L’uomo ha perso la vita a causa di infezione del sangue contratta durante le operazioni di salvataggio. Un suo collega morì per mancanza di ossigeno nel corso di in un’immersione

C’era anche lui nella squadra dei navy seal thailandesi impegnati nel salvataggio di 12 giovani giocatori di una squadra di calcio locale e del loro allenatore rimasti intrappolati nella grotta di Tham Luang a causa del livello dell’acqua che si era alzato nel corso dell’escursione.

Era lì mentre il mondo teneva il fiato sospeso, nel giugno 2018, e continuava a sperare che i 13 giovani fossero tratti in salvo, ancora in vita, dopo 18 giorni di isolamento.

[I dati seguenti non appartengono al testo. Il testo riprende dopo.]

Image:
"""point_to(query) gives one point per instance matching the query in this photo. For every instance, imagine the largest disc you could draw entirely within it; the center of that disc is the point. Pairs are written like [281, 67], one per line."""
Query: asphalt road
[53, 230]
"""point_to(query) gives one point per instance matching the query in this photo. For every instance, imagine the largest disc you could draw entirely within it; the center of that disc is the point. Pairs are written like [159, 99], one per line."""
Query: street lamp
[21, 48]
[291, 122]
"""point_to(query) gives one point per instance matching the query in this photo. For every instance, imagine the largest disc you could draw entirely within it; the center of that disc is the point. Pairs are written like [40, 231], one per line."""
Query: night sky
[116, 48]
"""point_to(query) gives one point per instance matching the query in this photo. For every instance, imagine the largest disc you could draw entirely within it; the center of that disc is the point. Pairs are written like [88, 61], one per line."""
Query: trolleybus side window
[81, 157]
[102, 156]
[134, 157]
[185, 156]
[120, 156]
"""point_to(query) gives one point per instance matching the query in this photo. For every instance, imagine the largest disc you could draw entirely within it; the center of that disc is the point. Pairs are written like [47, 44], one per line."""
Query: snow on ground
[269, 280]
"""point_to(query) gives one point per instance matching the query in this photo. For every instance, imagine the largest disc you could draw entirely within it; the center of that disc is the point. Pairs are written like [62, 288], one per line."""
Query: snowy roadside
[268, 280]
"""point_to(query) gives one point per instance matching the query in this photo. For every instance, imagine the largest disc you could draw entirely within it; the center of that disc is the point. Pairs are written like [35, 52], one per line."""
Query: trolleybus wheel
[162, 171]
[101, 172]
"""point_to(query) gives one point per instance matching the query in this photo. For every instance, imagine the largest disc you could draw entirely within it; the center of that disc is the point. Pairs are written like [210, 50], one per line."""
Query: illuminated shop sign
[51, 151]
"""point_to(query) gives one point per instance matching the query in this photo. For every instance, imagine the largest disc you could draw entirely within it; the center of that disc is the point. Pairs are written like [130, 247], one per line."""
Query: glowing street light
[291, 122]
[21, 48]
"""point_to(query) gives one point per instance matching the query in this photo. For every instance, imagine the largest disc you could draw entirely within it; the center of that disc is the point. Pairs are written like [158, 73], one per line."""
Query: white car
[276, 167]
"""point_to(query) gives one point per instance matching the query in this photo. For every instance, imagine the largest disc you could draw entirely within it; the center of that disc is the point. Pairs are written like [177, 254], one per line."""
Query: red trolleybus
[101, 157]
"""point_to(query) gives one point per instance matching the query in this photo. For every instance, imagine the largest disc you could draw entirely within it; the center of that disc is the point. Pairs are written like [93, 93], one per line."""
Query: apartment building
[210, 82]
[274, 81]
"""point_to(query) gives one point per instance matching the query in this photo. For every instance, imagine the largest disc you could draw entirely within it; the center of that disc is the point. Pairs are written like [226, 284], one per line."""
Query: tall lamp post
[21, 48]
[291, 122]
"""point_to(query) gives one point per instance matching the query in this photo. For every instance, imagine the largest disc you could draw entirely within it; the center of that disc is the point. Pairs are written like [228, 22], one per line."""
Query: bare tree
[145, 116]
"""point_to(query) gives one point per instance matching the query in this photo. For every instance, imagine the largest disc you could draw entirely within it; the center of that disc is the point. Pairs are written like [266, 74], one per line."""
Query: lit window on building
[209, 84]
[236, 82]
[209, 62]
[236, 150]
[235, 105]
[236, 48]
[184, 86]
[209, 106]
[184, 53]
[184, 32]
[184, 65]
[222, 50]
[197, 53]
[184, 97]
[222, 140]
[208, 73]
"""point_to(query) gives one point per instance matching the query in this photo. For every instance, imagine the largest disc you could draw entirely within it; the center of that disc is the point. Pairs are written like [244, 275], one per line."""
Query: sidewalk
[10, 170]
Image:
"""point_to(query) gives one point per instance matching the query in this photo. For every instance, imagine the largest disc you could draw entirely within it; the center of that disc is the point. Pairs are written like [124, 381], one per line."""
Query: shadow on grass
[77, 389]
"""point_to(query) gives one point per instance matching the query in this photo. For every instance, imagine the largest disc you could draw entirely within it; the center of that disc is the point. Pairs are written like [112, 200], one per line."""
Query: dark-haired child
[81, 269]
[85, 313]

Beirut Pakbara ha perso la vita un anno e mezzo dopo quel salvataggio. Stando a quanto riporta Gulfnews, che cita la marina thailandese, il militare è morto a causa di un’infezione del sangue contratta proprio durante quelle operazioni.

Le sue condizioni di salute sarebbero progressivamente peggiorate nell’ultimo anno, fino alla morte avvenuta ieri. Già durante le operazioni di salvataggio un altro navy seal thailandese, Saman Gunan, morì per mancanza di ossigeno nel corso di in un’immersione nella grotta di Tham Luang.